En agissant de la sorte, l’État confère à ces FrançaisEs des quartiers populaires un statut d’exception qui peut rappeler celui de l’indigénat. Comment ne peut-on pas faire le lien entre ces violences systémiques et le tropisme post-colonial de l’État français ? Combien de temps allons-nous encore fermer les yeux sur cette structure aveugle qui autorise les pratiques discriminatoires en toute légalité ? Lorsqu’un délégué du syndicat Unité SGP Police estime en public que le terme de "bamboula" est "une insulte à peu près convenable", lorsqu’il est avéré que les policiers et militaires sont à 51,5 % en faveur du FN, il devient clair qu’un racisme structurel est à l’œuvre dans l’exercice de la force publique, celle-là même qui est censée garantir la sécurité de toustEs, le "vivre ensemble" et la concorde sociale.

Comme si cela ne suffisait pas, l’agression ra-ciste de Théo Luhaka revêt un caractère d’humiliation homophobe et sexiste ancré dans les sarcasmes virilistes dont sont apparemment coutumiers ces "gardiens de la paix". Le commissariat d’Aulnay semble avoir manifesté une triste tradition de violences et d’injures en ce sens : ces comportements inacceptables doivent être bannis de la police.

Les attentats de 2015 et 2016 ont été prétexte -via l’État d’urgence- à une militarisation de l’espace public et à une remise en cause sans précédent des libertés fondamentales. Celles des musulmanEs de France et des populations racisées tout d’abord, puis plus largement de toustEs ceullEs qui, dans les manifestations et dans la rue, voulaient faire usage de leur liberté. Fait notable, le rapport annuel d’Amnesty International publié le 23 février 2017 pointe cette année la France pour ses abus liés à l’État d’urgence.

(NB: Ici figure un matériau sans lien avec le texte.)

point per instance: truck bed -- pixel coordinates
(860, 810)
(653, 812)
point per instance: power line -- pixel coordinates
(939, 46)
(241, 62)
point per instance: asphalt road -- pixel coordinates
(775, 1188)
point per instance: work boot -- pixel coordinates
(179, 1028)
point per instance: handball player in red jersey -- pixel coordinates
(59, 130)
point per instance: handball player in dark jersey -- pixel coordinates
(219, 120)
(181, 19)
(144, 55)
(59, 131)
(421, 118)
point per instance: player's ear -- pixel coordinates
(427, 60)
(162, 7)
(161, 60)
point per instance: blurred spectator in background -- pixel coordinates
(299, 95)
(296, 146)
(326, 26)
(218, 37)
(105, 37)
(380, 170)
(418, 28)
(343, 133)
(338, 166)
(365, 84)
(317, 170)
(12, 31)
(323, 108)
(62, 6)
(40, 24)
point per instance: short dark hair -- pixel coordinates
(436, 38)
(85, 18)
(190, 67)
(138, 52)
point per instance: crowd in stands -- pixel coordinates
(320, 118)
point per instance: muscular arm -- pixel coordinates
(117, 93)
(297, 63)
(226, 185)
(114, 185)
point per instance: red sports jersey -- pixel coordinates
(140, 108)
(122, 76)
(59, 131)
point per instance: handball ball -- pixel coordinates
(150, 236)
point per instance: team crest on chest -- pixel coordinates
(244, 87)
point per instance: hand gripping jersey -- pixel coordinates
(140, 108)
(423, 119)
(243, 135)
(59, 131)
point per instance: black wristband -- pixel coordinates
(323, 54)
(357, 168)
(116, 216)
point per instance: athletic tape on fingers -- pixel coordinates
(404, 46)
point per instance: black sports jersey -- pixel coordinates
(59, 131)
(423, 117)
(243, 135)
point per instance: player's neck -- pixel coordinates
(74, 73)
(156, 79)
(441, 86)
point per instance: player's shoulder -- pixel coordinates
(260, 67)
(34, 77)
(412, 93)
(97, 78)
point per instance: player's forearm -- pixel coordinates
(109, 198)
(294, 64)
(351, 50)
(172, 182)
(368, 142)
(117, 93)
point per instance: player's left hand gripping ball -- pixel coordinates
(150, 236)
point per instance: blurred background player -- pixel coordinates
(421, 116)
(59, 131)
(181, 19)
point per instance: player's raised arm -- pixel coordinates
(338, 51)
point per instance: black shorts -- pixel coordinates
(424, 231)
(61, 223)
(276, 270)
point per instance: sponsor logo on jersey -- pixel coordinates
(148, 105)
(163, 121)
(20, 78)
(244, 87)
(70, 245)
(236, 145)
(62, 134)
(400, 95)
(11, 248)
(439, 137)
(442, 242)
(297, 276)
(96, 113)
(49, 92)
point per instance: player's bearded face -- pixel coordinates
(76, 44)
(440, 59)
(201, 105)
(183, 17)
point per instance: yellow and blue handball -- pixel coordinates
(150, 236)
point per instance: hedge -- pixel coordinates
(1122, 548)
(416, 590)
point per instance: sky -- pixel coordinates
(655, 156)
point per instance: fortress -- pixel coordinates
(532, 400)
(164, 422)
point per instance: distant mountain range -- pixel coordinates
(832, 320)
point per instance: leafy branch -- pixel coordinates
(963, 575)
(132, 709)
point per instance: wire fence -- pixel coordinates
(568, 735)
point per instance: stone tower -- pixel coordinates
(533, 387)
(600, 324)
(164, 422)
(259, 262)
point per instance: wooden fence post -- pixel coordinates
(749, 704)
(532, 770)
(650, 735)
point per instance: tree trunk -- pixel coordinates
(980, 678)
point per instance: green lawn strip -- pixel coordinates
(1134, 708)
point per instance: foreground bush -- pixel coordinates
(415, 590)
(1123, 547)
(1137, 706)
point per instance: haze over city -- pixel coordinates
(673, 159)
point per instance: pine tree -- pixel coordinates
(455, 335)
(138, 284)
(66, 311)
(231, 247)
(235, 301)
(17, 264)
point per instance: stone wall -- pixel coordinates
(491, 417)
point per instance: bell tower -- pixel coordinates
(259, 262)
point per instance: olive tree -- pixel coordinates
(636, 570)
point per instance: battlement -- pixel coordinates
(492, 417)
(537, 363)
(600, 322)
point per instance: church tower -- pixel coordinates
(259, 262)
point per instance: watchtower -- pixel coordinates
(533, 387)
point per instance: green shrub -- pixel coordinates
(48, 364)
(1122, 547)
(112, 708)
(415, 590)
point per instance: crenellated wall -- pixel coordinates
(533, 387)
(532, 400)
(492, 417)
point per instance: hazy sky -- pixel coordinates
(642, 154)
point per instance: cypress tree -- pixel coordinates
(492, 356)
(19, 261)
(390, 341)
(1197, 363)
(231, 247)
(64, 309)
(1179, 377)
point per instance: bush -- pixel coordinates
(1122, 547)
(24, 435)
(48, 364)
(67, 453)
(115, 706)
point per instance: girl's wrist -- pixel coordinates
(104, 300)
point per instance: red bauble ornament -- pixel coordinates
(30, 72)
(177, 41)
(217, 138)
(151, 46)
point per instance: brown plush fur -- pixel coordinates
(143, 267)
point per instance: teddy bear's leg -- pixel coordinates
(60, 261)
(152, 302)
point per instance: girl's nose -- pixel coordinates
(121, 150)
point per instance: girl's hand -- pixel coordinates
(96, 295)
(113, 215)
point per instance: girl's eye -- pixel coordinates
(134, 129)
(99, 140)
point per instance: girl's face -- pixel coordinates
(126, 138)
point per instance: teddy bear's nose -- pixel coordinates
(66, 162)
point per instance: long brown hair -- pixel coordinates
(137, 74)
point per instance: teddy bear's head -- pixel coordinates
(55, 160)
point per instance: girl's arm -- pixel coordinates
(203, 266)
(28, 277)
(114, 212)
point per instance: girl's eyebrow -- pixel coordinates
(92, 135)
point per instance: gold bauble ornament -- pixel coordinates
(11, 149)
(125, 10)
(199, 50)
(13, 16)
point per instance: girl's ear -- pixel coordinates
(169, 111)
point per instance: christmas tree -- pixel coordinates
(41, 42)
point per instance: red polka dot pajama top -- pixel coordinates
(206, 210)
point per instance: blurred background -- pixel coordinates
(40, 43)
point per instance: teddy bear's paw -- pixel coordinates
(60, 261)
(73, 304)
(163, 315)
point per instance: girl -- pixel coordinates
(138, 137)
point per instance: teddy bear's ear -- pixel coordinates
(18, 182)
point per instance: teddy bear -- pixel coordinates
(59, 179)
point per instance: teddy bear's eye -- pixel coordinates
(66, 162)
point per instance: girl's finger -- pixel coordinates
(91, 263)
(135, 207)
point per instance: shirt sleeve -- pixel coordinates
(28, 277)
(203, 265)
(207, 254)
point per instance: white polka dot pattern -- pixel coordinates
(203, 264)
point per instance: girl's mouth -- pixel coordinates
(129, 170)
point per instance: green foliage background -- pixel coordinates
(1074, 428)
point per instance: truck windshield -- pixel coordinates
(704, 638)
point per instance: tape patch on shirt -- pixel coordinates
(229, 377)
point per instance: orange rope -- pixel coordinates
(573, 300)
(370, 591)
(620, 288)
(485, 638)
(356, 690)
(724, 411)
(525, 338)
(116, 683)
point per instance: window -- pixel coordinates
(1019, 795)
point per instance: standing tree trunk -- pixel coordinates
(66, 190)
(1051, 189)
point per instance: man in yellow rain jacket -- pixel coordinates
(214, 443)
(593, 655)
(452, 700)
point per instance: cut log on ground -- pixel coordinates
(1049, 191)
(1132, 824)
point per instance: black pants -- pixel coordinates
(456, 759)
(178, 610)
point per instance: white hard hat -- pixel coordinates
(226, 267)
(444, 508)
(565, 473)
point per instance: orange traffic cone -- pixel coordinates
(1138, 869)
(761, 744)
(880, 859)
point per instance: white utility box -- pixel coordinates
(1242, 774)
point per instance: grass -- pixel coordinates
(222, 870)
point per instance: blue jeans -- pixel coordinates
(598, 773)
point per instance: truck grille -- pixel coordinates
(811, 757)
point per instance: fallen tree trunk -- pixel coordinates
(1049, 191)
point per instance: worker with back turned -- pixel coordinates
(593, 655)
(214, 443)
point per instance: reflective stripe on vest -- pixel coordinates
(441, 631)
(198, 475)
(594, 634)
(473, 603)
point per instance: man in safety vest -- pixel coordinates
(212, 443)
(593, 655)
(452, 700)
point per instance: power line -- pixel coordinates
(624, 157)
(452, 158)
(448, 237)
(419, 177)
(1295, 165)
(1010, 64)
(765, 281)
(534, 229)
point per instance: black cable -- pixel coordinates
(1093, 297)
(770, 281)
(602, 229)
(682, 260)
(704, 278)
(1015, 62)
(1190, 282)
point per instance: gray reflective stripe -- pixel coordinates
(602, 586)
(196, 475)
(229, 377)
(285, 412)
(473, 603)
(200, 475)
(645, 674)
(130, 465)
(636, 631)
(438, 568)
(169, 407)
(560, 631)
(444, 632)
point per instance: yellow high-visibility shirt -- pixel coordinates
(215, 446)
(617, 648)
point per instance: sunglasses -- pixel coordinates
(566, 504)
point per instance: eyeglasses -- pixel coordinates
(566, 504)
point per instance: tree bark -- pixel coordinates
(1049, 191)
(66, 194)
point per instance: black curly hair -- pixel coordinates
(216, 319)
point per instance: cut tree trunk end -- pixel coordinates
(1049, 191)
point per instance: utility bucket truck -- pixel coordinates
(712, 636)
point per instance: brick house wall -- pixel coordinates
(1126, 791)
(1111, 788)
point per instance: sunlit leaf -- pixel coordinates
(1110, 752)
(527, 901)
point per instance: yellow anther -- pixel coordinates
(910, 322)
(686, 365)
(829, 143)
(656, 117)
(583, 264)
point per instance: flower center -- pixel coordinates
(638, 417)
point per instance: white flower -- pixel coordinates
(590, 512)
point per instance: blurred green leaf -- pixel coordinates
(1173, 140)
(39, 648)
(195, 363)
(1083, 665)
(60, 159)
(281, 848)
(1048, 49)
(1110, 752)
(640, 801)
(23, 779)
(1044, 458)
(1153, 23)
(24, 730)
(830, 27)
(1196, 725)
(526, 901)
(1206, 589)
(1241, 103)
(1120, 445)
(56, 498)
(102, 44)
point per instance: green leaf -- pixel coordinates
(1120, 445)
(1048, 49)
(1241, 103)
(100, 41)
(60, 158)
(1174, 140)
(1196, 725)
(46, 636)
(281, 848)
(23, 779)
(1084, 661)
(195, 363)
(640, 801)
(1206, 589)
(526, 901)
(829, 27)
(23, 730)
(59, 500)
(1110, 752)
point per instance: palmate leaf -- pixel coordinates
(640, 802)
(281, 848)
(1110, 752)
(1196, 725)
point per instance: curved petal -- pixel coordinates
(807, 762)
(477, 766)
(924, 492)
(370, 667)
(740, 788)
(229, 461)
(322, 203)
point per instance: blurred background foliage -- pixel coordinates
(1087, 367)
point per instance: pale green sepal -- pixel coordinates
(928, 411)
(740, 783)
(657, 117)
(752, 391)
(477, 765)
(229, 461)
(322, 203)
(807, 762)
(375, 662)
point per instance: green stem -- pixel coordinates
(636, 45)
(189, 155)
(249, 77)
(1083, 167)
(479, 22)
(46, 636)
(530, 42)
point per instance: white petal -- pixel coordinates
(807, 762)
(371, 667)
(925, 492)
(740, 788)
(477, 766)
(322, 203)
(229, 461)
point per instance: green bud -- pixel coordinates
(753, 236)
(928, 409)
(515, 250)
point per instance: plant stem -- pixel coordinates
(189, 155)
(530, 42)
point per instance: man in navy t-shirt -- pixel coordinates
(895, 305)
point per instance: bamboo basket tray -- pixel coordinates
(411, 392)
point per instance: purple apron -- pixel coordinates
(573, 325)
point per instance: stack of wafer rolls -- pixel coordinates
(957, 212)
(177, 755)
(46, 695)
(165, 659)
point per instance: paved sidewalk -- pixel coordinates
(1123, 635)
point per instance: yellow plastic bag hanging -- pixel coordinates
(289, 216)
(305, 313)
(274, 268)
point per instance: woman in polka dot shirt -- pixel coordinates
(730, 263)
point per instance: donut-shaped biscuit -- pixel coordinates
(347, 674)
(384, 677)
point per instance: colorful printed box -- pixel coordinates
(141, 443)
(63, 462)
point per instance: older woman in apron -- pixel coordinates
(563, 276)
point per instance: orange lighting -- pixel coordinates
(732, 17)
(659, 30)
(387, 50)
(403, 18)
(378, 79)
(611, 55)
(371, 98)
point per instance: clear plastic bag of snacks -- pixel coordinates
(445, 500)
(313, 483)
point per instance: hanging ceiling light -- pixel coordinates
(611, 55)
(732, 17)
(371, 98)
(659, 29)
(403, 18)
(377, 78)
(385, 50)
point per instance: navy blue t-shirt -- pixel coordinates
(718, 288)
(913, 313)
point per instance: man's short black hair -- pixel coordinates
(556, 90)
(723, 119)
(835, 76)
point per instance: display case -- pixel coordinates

Plus récemment, l’assouplissement des règles relatives à l’usage des armes à feu par les policiers aggrave encore cette dérive d’un État policier qui, d’un côté va au chevet de ses victimes, de l’autre met en péril les droits fondamentaux en se proposant d’élargir le droit de tuer concédé aux forces de l’ordre. Au lieu de revenir à une police de prévention et de proximité, on veut aujourd’hui militariser ses prérogatives en les alignant sur celles de la gendarmerie. S’agirait-il de faire la guerre aux quartiers populaires ?

En tant que syndicat de lutte, Sud éducation 13 soutient toustEs les victimes de violences policières et en appelle à une justice équitable. Il n’y aura pas de justice sociale sans justice tout court, il ne peut y avoir de lutte de classe sans combat antiraciste. Nous soutenons la révolte bien compréhensible qui s’est exprimée dans les banlieues et nous en appelons à l’amnistie de toustEs les manifestantEs.

Nous condamnons les violences policières et l’impunité de leurs auteurs qui s’apparente à un permis de tuer. Nous condamnons la répression qui s’est abattue sur la famille d’Adama Traoré, sur les manifestantEs de Bobigny ou d’ailleurs et plus récemment sur les lycéennEs mobiliséEs en soutien à Théo le jeudi 23 février, faisant 21 interpelléEs pour la seule Région parisienne.

Pour que l’iniquité ne succède pas à la brutalité, nous invitons à une mobilisation large sur toutes les manifestations de soutien à Théo et aux victimes de violences policières.